A CGU (Controladoria-Geral da União) editou norma técnica para unificar o entendimento sobre a legislação que determina condutas passíveis de punição a agentes públicos. A medida, assinada em 3 de julho de 2020, coloca as críticas e manifestações públicas feitas por servidores nas redes sociais contra decisões e políticas do governo federal como uma dessas situações onde se deve realizar investigação disciplinar.

Uma simples opinião de 1 servidor nestes canais [redes sociais], especialmente quando identificada a sua função e lotação, pode, a depender do seu conteúdo, desqualificar 1 órgão, gerar graves conflitos ou, em situações extremas, dar azo a uma crise institucional“, lê-se na norma técnica. Assim, o funcionário que publicar mensagem que cause “repercussão negativa à imagem e credibilidade” da instituição ao qual faz parte pode responder por descumprimento do dever de lealdade.

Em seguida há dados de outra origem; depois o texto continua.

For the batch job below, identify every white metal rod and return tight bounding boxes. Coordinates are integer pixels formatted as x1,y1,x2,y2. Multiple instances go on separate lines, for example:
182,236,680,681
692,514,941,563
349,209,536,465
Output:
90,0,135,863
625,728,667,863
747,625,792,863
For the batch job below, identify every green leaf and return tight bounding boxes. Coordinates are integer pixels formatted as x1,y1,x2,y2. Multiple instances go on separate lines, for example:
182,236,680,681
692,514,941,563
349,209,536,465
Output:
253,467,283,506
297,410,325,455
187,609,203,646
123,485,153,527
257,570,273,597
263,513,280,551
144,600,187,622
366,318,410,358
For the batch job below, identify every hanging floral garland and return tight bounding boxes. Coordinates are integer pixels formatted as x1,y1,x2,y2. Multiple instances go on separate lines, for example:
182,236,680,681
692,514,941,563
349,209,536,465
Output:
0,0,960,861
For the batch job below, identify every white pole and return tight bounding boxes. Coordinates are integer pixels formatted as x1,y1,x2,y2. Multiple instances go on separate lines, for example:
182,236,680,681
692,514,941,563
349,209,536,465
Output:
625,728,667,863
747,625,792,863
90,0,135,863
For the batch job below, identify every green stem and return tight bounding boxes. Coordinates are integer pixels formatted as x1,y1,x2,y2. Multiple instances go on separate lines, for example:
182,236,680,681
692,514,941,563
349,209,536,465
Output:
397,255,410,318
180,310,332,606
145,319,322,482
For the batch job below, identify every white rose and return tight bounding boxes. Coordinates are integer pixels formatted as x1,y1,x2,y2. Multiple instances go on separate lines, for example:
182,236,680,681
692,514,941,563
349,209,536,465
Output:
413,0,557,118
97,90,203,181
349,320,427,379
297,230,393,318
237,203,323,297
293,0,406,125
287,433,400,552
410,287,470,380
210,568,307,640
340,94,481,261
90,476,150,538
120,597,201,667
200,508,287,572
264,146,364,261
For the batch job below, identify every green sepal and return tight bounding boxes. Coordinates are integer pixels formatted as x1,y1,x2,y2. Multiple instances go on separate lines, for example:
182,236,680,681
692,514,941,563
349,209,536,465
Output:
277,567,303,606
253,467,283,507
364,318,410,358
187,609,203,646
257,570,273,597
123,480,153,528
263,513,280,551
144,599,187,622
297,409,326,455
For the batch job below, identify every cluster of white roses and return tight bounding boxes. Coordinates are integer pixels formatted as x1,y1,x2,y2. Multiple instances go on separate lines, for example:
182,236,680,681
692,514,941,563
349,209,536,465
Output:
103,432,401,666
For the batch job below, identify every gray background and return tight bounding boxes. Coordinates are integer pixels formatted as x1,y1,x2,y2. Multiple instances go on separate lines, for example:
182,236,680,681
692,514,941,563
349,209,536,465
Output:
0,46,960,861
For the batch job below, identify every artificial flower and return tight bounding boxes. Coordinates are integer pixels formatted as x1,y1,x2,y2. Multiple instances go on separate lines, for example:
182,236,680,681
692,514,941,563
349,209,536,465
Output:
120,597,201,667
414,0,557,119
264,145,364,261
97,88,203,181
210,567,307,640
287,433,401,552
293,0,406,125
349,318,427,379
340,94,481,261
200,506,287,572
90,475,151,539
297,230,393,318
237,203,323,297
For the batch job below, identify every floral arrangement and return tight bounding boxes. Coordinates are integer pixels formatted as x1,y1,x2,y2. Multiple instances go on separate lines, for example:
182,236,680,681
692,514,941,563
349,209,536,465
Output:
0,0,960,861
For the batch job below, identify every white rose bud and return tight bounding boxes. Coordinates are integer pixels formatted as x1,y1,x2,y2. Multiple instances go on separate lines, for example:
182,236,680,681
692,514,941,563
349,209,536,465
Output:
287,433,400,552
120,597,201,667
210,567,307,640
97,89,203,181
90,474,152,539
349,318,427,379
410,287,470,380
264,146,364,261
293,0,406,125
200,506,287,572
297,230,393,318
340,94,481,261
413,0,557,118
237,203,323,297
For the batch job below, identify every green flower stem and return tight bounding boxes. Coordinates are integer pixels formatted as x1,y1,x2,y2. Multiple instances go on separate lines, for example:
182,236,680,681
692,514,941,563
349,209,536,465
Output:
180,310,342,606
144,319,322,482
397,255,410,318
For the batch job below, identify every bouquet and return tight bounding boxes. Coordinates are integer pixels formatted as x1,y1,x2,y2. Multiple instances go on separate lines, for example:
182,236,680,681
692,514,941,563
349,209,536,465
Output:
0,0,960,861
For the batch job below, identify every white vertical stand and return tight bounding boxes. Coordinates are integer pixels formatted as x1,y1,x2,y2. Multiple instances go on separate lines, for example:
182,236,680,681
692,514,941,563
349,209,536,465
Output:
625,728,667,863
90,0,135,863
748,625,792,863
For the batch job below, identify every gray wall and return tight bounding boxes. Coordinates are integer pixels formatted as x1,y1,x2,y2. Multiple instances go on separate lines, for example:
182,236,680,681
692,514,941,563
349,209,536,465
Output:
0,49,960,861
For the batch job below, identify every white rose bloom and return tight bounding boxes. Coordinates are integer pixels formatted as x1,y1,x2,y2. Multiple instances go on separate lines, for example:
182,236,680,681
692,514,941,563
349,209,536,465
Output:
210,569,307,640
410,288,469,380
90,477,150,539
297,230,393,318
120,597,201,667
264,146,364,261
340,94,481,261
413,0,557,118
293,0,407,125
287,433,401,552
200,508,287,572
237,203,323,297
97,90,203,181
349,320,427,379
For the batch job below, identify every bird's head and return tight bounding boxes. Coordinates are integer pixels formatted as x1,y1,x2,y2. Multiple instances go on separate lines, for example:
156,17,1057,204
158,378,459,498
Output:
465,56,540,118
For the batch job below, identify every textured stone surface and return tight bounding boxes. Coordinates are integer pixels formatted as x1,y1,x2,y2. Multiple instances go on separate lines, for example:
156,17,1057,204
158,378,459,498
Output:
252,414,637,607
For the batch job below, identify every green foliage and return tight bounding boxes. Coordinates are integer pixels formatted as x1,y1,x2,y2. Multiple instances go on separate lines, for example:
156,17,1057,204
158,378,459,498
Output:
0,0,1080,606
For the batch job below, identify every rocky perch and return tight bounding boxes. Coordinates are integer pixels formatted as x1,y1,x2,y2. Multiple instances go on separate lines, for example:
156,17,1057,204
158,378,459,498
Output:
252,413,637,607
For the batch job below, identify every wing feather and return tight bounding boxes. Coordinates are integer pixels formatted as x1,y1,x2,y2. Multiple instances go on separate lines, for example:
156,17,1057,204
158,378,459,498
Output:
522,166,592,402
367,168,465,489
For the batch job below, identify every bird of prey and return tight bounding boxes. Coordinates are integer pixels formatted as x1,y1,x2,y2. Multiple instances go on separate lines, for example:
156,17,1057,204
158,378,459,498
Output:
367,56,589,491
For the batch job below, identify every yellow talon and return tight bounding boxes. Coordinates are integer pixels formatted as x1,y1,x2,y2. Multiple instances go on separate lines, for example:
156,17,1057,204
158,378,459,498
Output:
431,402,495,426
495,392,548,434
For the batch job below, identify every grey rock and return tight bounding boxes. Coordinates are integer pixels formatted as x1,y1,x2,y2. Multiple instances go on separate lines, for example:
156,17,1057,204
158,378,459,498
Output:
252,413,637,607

A CGU avaliou que os funcionários públicos estão sob 1 regime jurídico “mais rígido e austero“, mesmo em suas vidas privadas. “Portanto, mesmo fora do período de trabalho, há de ser exigido do servidor, sob certos aspectos, 1 mínimo de comportamento ético, disciplinado e condigno com a função pública exercida, quando mais nos casos em que este se identifique como tal, ou que, de alguma forma, seja reconhecido como representante da Administração”, ressaltou o órgão.

A norma técnica ainda expande o conceito de “recinto de repartição” para abranger os funcionários em regime de trabalho remoto imposto por conta da pandemia do novo coronavírus. Segundo a CGU, a repartição passa a “se estender aos ambientes virtuais externos onde se verifique a produção de atividade administrativa ou de assuntos relacionados a atividade ou à função do servidor“.

Em nota, a CGU disse que as mudanças são de caráter técnico e não representam tentativa de censura aos servidores: “É importante esclarecer que a CGU não tem qualquer restrição à realização de críticas por parte dos agentes públicos. O que a CGU considera como passível de apuração disciplinar são aqueles atos que extrapolem os limites do razoável”.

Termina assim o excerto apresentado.